The terms of the settlement, as told to us by both Reynoso as well as Morton, include a few measures. First, Teamsters will get a 9.7 percent raise. It’s not the 10 percent raise that was originally offered to them, but “we’re still comfortable with it,” Reynoso says. The routes will all be fully dynamic, meaning kegs and cases will be shifted as needed in order to more effectively execute deliveries and balance out loads. The company and union also came to a verbal agreement that “heavy” routes and routes that are classified as what Morton calls “high-danger accounts”—accounts requiring the delivery driver to traverse stairs, for instance—will be two-person bids. “Every route’s a single-person route, same as it was, and we’ll deploy help on routes where it’s needed,” Morton says. “If one route seems a little heavy—whether it’s a combo route, which would be keg and case, or if it’s a case-only route—we’ll put the help where it’s needed.”

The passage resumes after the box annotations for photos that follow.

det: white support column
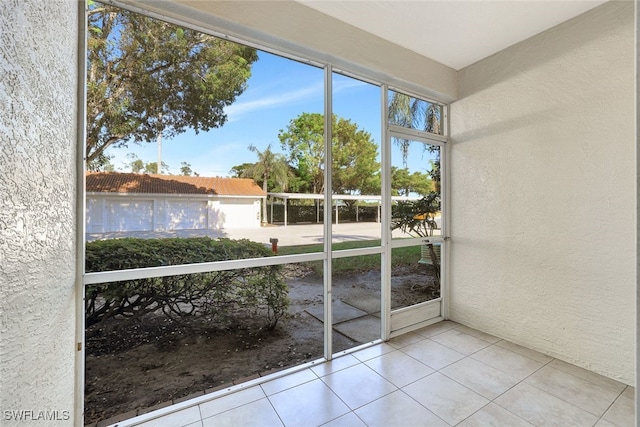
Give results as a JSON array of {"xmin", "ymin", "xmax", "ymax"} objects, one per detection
[
  {"xmin": 378, "ymin": 85, "xmax": 392, "ymax": 340},
  {"xmin": 323, "ymin": 65, "xmax": 333, "ymax": 360}
]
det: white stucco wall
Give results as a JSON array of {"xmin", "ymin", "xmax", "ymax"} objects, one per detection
[
  {"xmin": 450, "ymin": 2, "xmax": 636, "ymax": 384},
  {"xmin": 0, "ymin": 0, "xmax": 81, "ymax": 426},
  {"xmin": 123, "ymin": 0, "xmax": 458, "ymax": 102}
]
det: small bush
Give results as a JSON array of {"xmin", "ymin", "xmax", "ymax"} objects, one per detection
[{"xmin": 85, "ymin": 237, "xmax": 289, "ymax": 328}]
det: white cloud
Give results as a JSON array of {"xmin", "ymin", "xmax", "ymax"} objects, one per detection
[{"xmin": 224, "ymin": 84, "xmax": 323, "ymax": 121}]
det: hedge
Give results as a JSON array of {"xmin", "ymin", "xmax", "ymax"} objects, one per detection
[{"xmin": 85, "ymin": 237, "xmax": 289, "ymax": 328}]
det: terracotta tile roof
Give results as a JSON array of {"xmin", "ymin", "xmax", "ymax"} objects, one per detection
[{"xmin": 86, "ymin": 172, "xmax": 266, "ymax": 197}]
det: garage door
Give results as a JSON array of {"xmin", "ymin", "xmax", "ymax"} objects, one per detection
[
  {"xmin": 105, "ymin": 200, "xmax": 153, "ymax": 232},
  {"xmin": 167, "ymin": 201, "xmax": 207, "ymax": 230},
  {"xmin": 220, "ymin": 199, "xmax": 260, "ymax": 228}
]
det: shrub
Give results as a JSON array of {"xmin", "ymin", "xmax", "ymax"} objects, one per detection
[{"xmin": 85, "ymin": 237, "xmax": 289, "ymax": 328}]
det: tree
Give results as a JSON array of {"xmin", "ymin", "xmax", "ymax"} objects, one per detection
[
  {"xmin": 180, "ymin": 162, "xmax": 200, "ymax": 176},
  {"xmin": 391, "ymin": 166, "xmax": 434, "ymax": 196},
  {"xmin": 127, "ymin": 153, "xmax": 169, "ymax": 174},
  {"xmin": 243, "ymin": 144, "xmax": 289, "ymax": 223},
  {"xmin": 86, "ymin": 2, "xmax": 258, "ymax": 165},
  {"xmin": 278, "ymin": 113, "xmax": 380, "ymax": 194},
  {"xmin": 144, "ymin": 162, "xmax": 171, "ymax": 175},
  {"xmin": 389, "ymin": 92, "xmax": 442, "ymax": 168}
]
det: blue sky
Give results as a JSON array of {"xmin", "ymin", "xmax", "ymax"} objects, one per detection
[{"xmin": 107, "ymin": 52, "xmax": 436, "ymax": 176}]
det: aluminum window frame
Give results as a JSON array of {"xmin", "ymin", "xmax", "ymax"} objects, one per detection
[{"xmin": 80, "ymin": 0, "xmax": 450, "ymax": 423}]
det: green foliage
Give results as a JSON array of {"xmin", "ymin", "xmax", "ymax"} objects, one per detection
[
  {"xmin": 180, "ymin": 162, "xmax": 200, "ymax": 176},
  {"xmin": 278, "ymin": 113, "xmax": 380, "ymax": 194},
  {"xmin": 389, "ymin": 92, "xmax": 442, "ymax": 167},
  {"xmin": 391, "ymin": 192, "xmax": 441, "ymax": 237},
  {"xmin": 391, "ymin": 166, "xmax": 434, "ymax": 196},
  {"xmin": 86, "ymin": 3, "xmax": 258, "ymax": 168},
  {"xmin": 278, "ymin": 240, "xmax": 420, "ymax": 275},
  {"xmin": 242, "ymin": 144, "xmax": 289, "ymax": 223},
  {"xmin": 85, "ymin": 237, "xmax": 289, "ymax": 328}
]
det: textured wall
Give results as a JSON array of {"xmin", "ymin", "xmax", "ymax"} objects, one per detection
[
  {"xmin": 0, "ymin": 0, "xmax": 78, "ymax": 426},
  {"xmin": 450, "ymin": 2, "xmax": 636, "ymax": 384}
]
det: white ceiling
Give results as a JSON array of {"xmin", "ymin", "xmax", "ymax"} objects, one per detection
[{"xmin": 296, "ymin": 0, "xmax": 606, "ymax": 70}]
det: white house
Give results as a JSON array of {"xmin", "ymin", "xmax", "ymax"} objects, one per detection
[
  {"xmin": 86, "ymin": 172, "xmax": 266, "ymax": 233},
  {"xmin": 0, "ymin": 0, "xmax": 640, "ymax": 427}
]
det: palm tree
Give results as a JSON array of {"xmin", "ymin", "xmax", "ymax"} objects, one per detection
[
  {"xmin": 389, "ymin": 92, "xmax": 442, "ymax": 168},
  {"xmin": 242, "ymin": 144, "xmax": 289, "ymax": 224}
]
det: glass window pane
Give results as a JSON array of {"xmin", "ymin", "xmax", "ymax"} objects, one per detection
[
  {"xmin": 332, "ymin": 73, "xmax": 382, "ymax": 250},
  {"xmin": 391, "ymin": 138, "xmax": 442, "ymax": 238},
  {"xmin": 86, "ymin": 5, "xmax": 324, "ymax": 271},
  {"xmin": 331, "ymin": 254, "xmax": 382, "ymax": 354},
  {"xmin": 388, "ymin": 90, "xmax": 444, "ymax": 135},
  {"xmin": 85, "ymin": 264, "xmax": 324, "ymax": 424},
  {"xmin": 391, "ymin": 244, "xmax": 441, "ymax": 310}
]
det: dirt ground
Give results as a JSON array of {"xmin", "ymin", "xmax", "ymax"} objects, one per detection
[{"xmin": 85, "ymin": 265, "xmax": 439, "ymax": 424}]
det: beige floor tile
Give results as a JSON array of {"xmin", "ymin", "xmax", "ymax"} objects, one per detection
[
  {"xmin": 355, "ymin": 390, "xmax": 448, "ymax": 427},
  {"xmin": 402, "ymin": 339, "xmax": 464, "ymax": 369},
  {"xmin": 311, "ymin": 354, "xmax": 360, "ymax": 377},
  {"xmin": 260, "ymin": 369, "xmax": 318, "ymax": 396},
  {"xmin": 200, "ymin": 386, "xmax": 266, "ymax": 419},
  {"xmin": 602, "ymin": 396, "xmax": 635, "ymax": 426},
  {"xmin": 430, "ymin": 329, "xmax": 491, "ymax": 356},
  {"xmin": 469, "ymin": 344, "xmax": 543, "ymax": 380},
  {"xmin": 496, "ymin": 340, "xmax": 553, "ymax": 363},
  {"xmin": 593, "ymin": 419, "xmax": 620, "ymax": 427},
  {"xmin": 414, "ymin": 320, "xmax": 460, "ymax": 338},
  {"xmin": 524, "ymin": 365, "xmax": 620, "ymax": 417},
  {"xmin": 456, "ymin": 325, "xmax": 500, "ymax": 344},
  {"xmin": 549, "ymin": 359, "xmax": 627, "ymax": 393},
  {"xmin": 388, "ymin": 332, "xmax": 424, "ymax": 348},
  {"xmin": 457, "ymin": 403, "xmax": 533, "ymax": 427},
  {"xmin": 138, "ymin": 406, "xmax": 200, "ymax": 427},
  {"xmin": 494, "ymin": 383, "xmax": 598, "ymax": 427},
  {"xmin": 440, "ymin": 357, "xmax": 518, "ymax": 400},
  {"xmin": 622, "ymin": 385, "xmax": 636, "ymax": 399},
  {"xmin": 351, "ymin": 343, "xmax": 396, "ymax": 362},
  {"xmin": 322, "ymin": 412, "xmax": 367, "ymax": 427},
  {"xmin": 202, "ymin": 398, "xmax": 284, "ymax": 427},
  {"xmin": 365, "ymin": 351, "xmax": 435, "ymax": 387},
  {"xmin": 402, "ymin": 372, "xmax": 489, "ymax": 425},
  {"xmin": 269, "ymin": 379, "xmax": 350, "ymax": 427},
  {"xmin": 322, "ymin": 364, "xmax": 398, "ymax": 409}
]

As for the workers, all 93 delivery drivers and warehouse workers who went on strike will still have a job, if they want it. So will the 40-some permanent replacements J.J. Taylor hired in the striking employees’ absence. (The company also hired temporary security and delivery workers from crisis management company Huffmaster to supplement their workforce during the strike.) “We plan to keep them on even after the striking employees return on Tuesday, May 29,” Morton says. “We will not be letting those guys go. That was our commitment, from John Taylor, the owner. We’ll find spots for everybody; we’ll just run a little heavy for a while.”
Both Reynoso and Morton acknowledged they aren’t sure how many of the 93 striking employees will show up on Tuesday. “A lot of guys had to find other work to fortify their income during the seven weeks,” Reynoso says, adding that the union was able to supplement part of the strikers’ salary using their $163 million strike fund, but not all of it. “We’re happy to get back to work. We want the company to be successful, and we look forward to working with the company to regain the trust of our customers that was lost during the strike.”
Morton echoes this sentiment. “We’re very happy to have these guys back. We had a disagreement, but we worked it out as any family does,” he says. “There are a lot of good guys that are union members. They’re our employees, and it was time to bring them back to work. Two months is long enough.”